The benefits of mindfulness and meditation are seemingly endless.
The mental and physical benefits of slowing down, breathing and quieting the mind are advertised across every form of social media, news feed and literature. But how, exactly, does mindfulness apply to food? How can we practice mindful eating?
First of all, your stomach and your mind are connected by what’s called the enteric nervous system. You know that feeling when you look up #foodporn and then your belly starts to grumble? Yup, that’s it. It also works the other way around: when you’re eating nutrient-dense food, you’re happier. When you gorge on some greasy fried food, you get an endorphin high for a bit, and then your mood plummets.
Often times people underestimate the power the mind can have over choices, emotions and physical feelings. But if these examples are not enough, try it yourself. If you pause, close your eyes, and just focus on your breath for a few minutes, you may notice your responses to hunger cues have changed. Because when you start to tune in to your mind and body, the distracting stimuli of the world fade away.
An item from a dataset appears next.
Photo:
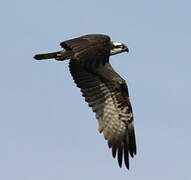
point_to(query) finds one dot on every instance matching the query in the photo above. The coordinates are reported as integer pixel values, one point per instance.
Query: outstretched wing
(110, 102)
Now you recognize whether you’re actually hungry, or if that was just a tasty-looking photo.
Mindfulness and meditation take practice, just like lifting weights.
Your brain is like a muscle that needs to be flexed and challenged often if it is to get stronger or develop a new habit. A short, simple, daily meditation practice can help change your attitude towards food and actually aid in weight loss.
If weight loss is not your goal, meditation can help you better enjoy your food, and become more aware of how your body feels in response to food.
After a few weeks of daily meditation, usually it starts to become easier to quiet your mind. Don’t get frustrated if it seems like a daunting task that never improves – this is natural and will ease with practice. You just have to let go of your goals, return to your breath, and let yourself make mistakes. It’s ok! Let the thoughts come and go.
In our always-working society, people are multitasking while eating. If you can, try to put away distractions for just 20 minutes and really think about your food. Chew it fully, place your fork down in between every bite. Focus on the flavor, the texture, and how it feels to eat each bite of food. When you’re finished, notice how you feel. Do you still feel hungry? Are you full or satisfied? By practicing mindfulness when eating, you can become more in-tune with your hunger cues. You may find you’re not as hungry as you initially thought, or that a certain food is more flavorful than you realised. Mindful eating makes you not only feel more satisfied, but also more grateful for the nourishment you’re getting and more positive after your meal has ended.
I could attempt to list all the holistic health benefits of meditation, but I will leave that for your googling pleasures. But today, challenge yourself to one meal or snack where you remove all distractions, slow down and truly taste your food.
By incorporating mindfulness and meditation into your life, you’ll find you have no need for crash diets or binges; your body knows exactly how to eat.